Monday, March 24, 2008 6:09 PM
Did this analyst correctly state SF's debt load or was it a mistake? I thought SF was about 2 billion in debt.
USA Today story.
Monday, March 24, 2008 8:37 PM
I remember their debt load was $2.1 billion prior to the sale of those 7 properties a year or two ago.
I don't find it hard to believe their debt is still increasing -- considering the company STILL has not turned ANY kind of profit even since Snyder took over and they made that huge Dick Clark Productions buy-in.
If it really is indeed $2.7 billion in the hole to-date...Wow.
Monday, March 24, 2008 10:00 PM
Could be an overestimate, but then again, I also would not be shocked. When your profits can't even cover the interest on your debt... well, that's bad.

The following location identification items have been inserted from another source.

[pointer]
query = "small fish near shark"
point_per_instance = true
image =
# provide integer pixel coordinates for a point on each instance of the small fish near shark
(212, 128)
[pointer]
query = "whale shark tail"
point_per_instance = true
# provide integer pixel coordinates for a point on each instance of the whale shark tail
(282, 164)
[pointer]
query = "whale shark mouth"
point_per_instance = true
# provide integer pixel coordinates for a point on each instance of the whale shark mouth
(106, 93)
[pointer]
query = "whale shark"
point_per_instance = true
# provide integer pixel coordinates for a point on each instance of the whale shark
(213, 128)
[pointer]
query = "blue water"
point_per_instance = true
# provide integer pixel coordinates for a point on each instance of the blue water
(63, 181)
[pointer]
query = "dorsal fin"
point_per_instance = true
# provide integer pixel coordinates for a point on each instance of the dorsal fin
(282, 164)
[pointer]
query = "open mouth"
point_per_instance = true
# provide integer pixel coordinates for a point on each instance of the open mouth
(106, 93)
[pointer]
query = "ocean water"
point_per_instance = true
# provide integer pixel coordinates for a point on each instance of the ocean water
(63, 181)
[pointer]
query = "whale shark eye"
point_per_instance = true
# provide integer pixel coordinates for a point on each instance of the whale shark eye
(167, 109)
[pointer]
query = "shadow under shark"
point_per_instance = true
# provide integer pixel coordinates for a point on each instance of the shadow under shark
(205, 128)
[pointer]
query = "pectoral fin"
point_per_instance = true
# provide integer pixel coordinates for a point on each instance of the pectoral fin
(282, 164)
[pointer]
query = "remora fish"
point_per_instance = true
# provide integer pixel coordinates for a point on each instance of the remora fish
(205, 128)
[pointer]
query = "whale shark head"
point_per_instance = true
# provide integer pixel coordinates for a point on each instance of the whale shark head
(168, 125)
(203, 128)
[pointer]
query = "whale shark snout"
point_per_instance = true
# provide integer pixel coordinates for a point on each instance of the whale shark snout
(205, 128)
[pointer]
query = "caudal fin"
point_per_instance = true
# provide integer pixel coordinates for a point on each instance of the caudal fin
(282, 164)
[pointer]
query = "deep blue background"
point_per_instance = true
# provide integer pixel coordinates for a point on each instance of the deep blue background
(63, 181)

I'm wondering if there just won't be a giant sell-off at the end of 2010.
Monday, March 24, 2008 10:01 PM
"Total Debt (mrq): 2.26B"
Monday, March 24, 2008 10:29 PM
Thats just ridiculous.
Monday, March 24, 2008 11:07 PM
Considering the losses they've taken, that sounds about right at 2.26 billion.
I still don't think they're on a death march. Not yet.

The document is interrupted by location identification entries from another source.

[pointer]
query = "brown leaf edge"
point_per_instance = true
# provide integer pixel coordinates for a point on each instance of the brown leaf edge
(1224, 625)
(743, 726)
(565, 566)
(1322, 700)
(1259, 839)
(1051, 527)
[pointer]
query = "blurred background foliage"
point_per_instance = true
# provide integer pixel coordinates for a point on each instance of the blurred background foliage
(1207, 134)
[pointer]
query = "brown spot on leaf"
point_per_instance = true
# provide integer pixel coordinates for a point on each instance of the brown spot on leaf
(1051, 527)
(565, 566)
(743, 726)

Tuesday, March 25, 2008 12:06 AM
Does that amount include the park investments for the 2008 season?
If so, we can't really base anything off of that, because they can't return any profit until people enter through all of the park gates...
Tuesday, March 25, 2008 12:15 AM
I was wondering where they all of a sudden took the money from for all the cool enhancements of SFMM in recent years... let alone the massive refurbishing of X.

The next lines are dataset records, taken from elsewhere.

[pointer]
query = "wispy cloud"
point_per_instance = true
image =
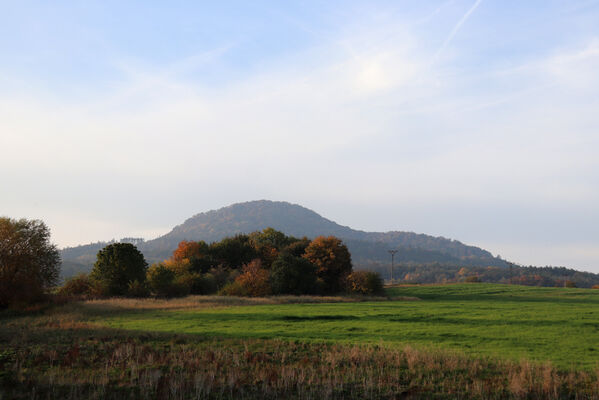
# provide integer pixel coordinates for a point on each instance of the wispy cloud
(456, 29)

I keep my thumbs pressed that things will work out for Six Flags and Shapiro's calculations will compute!
Tuesday, March 25, 2008 8:55 AM
While 2.26 billion is a lot, since I've started following the market and trading stocks a couple years ago, I've found many more "reputable" and seemingly-stable corporations that have more debt. It surprised me, but, at the same time, gave me more confidence that Six Flags isn't in any real danger (in my opinion). It is a lot of debt and certainly not good for the company, but I think it could be worse and isn't a sign of imminent bankruptcy or anything. I think they'll be able to pay it off slowly and really start to grow.
Tuesday, March 25, 2008 9:29 AM
How much are they worth? Does anyone know?
Tuesday, March 25, 2008 10:40 AM
I was just going to say, debt versus value is pretty important. Other companies have more debt, but they're also worth more.
Tuesday, March 25, 2008 11:09 AM
Can I just copy/paste my response from the SFoT news item?
Seems like other companies carrying that kind of debt load have at least one of two things in their favor that SF may not. A growing market/market share, and/or enough income to pay down more than JUST the interest....
Tuesday, March 25, 2008 11:12 AM
Debt isn't fun, my $201,300 debt may be insignificant compared to these numbers, but it's still a lot to deal with and it creates excessive stress sometimes.
But my debt is equal to the value of my property, even during this housing crisis we're in.
Friday, March 28, 2008 12:50 AM
Well with that much debt, it is no surprise that they increased the "Pay to Cut" Q-bots to such crazy hight prices this year.
Friday, March 28, 2008 8:33 AM
I am confused. I thought six flags paid of a big chunk of that debt? Isnt that what they keep saying in those reports that the company does? They where saying that they paid off something and that opened up some credit for them which they dont plan on usinf for a little bit.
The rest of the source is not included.